2nd October 2013 By: Leandi Kolver - Creamer Media Deputy Editor

JOHANNESBURG (miningweekly.com) – The growing debate around shale gas exploration and extraction has sparked a resurgence of academic interest in the Karoo basin’s geological formations, Caracle Creek International Consulting Coal MD Dr John Hancox said on Wednesday.

Speaking at the Fossil Fuel Foundation's Mozambique Coal conference, held in Johannesburg, he pointed out that the interest in shale gas had led to the establishment of a new three-year research programme in the Karoo region.

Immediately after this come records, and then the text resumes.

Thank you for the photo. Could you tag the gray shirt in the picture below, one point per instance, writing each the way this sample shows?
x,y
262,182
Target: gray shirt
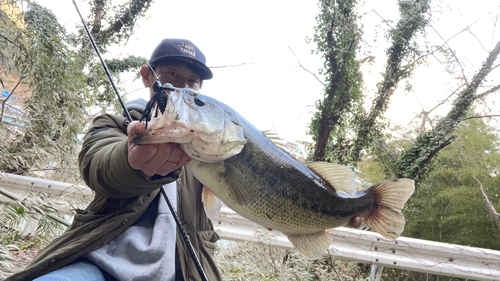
x,y
146,250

“We have been lucky that a new programme, through which four or five deep boreholes will be drilled, hopefully through the entire Karoo sequence, in cross-sections from the north and south, and east and west across the basin, has been established,” Hancox told Mining Weekly Online.

He explained that the programme was bringing together about 25 researchers from different fields, such as sedimentology, structural geologists and other academics with research interests in the Karoo, for the first time. 

“This research will answer a number of questions on the main Karoo basin’s development, which may or may not have economic implications,” he said. 

Hancox said one of the major benefits of the research programme would be the training of new students, adding that, although the programme’s initial funding was only for three years, a number of PhD and MSc candidates would hopefully be attracted, which would, in turn, extend the life of the programme.